The scientists set out interventions that should be considered for "immediate" introduction, including a short national "circuit-breaker" lockdown.

Nearly all university teaching moving online, banning household mixing and closure for all bars, restaurants, cafes and gyms were also suggested.

Downing Street issued a lengthy defence for not adopting the measures, saying the scientists agree that the economic impacts and harms of restrictions must also be considered.

Pressed on whether Mr Johnson was no longer following the science, the Prime Minister's official spokesman said: "The Government receives advice from a wide range of scientific experts and also from economists but it's ultimately for ministers to make decisions."

The spokesman insisted "robust and targeted" action was taken last month with the rule of six and the 10pm curfew, while the public was asked to work from home if they can.

The row came as No 10 warned regional leaders resisting entering the highest level of Mr Johnson's restrictions that the Government has the power to "impose" the measures.

So far, only the Liverpool City Region has agreed to sign up to Tier 3 restrictions, banning household mixing indoors and closing pubs unless they can operate as restaurants.

The spokesman declined to say which areas in the north and Yorkshire and Humber that the Government still wants to accept the severest restrictions.

But he added: "The Government does have the ability to impose measures if it's considered that's what's needed to reduce transmission, to safeguard the NHS and to save lives."

Mr Johnson on Monday set out the new system in England which will see areas put into different categories labelled as medium, high or very high risk.

The medium level maintains current national restrictions, high-risk areas will see households banned from mixing indoors, and the third tier will see harsher restrictions including the closure of pubs – unless they can operate as a restaurant.
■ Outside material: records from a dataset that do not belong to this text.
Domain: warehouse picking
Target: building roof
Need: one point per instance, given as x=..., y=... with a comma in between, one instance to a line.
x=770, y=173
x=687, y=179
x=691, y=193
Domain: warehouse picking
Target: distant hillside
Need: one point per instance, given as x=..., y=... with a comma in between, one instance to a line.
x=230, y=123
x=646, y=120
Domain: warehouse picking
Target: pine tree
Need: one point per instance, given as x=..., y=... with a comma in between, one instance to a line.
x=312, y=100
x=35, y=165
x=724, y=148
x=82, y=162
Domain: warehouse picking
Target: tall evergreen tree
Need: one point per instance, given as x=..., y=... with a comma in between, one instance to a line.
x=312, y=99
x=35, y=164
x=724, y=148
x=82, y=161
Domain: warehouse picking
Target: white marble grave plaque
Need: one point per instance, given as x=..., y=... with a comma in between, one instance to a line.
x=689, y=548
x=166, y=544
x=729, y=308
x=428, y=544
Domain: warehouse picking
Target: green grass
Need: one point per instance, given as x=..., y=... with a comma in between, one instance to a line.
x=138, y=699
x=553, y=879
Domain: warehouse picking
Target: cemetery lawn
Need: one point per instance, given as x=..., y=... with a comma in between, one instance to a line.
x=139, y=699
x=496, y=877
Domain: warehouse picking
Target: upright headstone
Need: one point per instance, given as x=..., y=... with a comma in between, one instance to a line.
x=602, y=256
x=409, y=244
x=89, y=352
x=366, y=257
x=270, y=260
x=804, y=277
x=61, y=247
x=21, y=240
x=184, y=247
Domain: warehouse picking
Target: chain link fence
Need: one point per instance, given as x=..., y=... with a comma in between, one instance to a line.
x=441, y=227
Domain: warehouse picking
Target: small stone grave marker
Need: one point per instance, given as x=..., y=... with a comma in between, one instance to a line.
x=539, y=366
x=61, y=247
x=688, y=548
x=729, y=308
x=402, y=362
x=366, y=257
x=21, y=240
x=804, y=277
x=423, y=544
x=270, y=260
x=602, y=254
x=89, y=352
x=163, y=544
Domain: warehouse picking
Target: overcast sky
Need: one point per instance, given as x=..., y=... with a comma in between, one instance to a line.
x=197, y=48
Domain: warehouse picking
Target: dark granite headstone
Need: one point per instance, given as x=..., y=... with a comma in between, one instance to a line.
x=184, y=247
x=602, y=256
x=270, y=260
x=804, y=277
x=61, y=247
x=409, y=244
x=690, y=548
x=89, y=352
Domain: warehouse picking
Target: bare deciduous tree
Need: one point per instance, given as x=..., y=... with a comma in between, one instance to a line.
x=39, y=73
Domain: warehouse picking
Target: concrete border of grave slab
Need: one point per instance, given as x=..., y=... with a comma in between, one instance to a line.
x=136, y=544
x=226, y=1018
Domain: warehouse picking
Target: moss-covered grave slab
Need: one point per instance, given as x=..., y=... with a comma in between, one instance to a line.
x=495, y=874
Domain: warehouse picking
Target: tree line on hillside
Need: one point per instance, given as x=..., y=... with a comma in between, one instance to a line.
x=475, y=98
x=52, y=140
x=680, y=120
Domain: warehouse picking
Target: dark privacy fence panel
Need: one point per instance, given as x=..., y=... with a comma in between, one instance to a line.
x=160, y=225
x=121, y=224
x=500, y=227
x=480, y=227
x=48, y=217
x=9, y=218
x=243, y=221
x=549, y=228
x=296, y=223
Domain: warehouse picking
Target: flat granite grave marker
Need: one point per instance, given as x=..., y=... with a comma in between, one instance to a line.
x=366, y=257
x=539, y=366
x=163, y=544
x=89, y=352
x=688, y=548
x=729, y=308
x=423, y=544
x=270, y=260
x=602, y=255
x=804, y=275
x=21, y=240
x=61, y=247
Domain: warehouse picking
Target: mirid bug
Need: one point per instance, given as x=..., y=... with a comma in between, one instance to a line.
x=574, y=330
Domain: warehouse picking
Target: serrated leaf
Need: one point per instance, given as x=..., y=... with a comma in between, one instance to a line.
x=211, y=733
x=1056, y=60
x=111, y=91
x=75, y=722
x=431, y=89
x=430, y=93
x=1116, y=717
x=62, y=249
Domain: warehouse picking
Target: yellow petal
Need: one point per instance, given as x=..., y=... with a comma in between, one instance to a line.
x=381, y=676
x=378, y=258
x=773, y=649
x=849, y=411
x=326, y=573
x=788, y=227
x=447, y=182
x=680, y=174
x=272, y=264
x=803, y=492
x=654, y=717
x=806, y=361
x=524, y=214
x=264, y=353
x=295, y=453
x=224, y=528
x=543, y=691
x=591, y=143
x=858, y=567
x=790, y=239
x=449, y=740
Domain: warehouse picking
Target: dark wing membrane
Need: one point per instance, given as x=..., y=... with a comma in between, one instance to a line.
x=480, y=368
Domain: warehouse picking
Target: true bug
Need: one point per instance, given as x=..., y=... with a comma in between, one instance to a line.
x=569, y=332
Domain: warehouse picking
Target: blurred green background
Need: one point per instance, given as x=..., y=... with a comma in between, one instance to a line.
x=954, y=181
Scotland's First Minister Nicola Sturgeon said England's tiered system would "give an idea" of a similar scheme she is developing, which could come into effect when stricter measures are due to be eased on October 25.

Welsh First Minister Mark Drakeford said he was "deeply disappointed" that Mr Johnson had not imposed an outright ban on travel from "very high" alert areas and is considering whether to take further action – which could include effectively closing the border.

In Northern Ireland, regulations currently prevent mixing of households, with exceptions for those "bubbling" with another household, and up to six people from up to two households can meet outdoors in a private garden.